Under the Notice, employers must facilitate implementing retroactive adjustments using one of the two processes described below:
The first process is a special administrative procedure for employers that have not yet filed their Form 941 for the fourth quarter of 2012. Employers using this special procedure must repay or reimburse their employees the overcollected FICA tax on the excess transit benefits for all four quarters of 2012 on or before filing their fourth quarter Form 941. An employer, in reporting amounts on its fourth quarter Form 941, may reduce the fourth quarter amounts reported on line 2 (Wages, tips and compensation), line 5a (Taxable Social Security wages), and line 5c (Medicare wages and tips) by the excess transit benefits for all four quarters of 2012. However, when repaying or reimbursing overwithheld Social Security tax and the corresponding reduction for wages reported on Form 941, line 5a (Taxable Social Security wages), employers must note that refunds or credits of Social Security tax are limited to amounts paid on that portion of the excess transit benefits that, when added to other wages for the year, did not exceed the Social Security wage base for 2012 ($110,100).
The second administrative method of effecting retroactive adjustments applies if an employer has already filed its fourth quarter Form 941. In that case, it must file a Form 941-X to make an adjustment or claim a refund for any amounts in 2012 with regard to the overpayment of tax on the excess transit benefits after the employer repays or reimburses the employees, or for refund claims. In addition, employers will be required to obtain a written statement from each affected employee that he or she has not, and will not, make a claim for a refund of FICA tax overcollected in a prior year.
Employers that have not yet provided employees with Form W-2s for 2012 must reflect the increased exclusion for transit benefits in calculating the amount of wages reported in box 1 (Wages, tips, other compensation), box 3 (Social Security wages), and box 5 (Medicare wages and tips). Employers that have repaid or reimbursed their employees for the overcollected FICA taxes associated with the retroactive transit benefit before providing employees with the W-2 should reduce the amounts of withheld tax reported in box 4 (Social Security tax withheld) and box 6 (Medicare tax withheld) by the amounts of the repayments or reimbursements.
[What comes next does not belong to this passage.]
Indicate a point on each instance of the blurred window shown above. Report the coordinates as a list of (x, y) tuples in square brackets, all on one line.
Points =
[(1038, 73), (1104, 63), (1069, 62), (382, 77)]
However, whether or not the employer has repaid or reimbursed the employees for the overpaid taxes, the employer must report in box 2 (Federal income tax withheld) the amount of income tax actually withheld during 2012.
If an employer has repaid or reimbursed its employees for the overcollected FICA taxes after providing employees with Forms W-2 but has not yet filed the Forms W-2 with the Social Security Administration (“SSA”), the employer should check the “Void” box at the top of each affected Form W-2 (Copy A), and send a corrected Form W-2 (Copy A) to the SSA. Employers should write “CORRECTED” on the employees’ new copies (B, C, and 2) of the corrected Forms W-2 and provide them to employees.
If an employer has already filed the 2012 Forms W-2 for its employees with the SSA, it will need to file Forms W-2c, Corrected Wage and Tax Statements, that reflect the increased exclusion for transit benefits.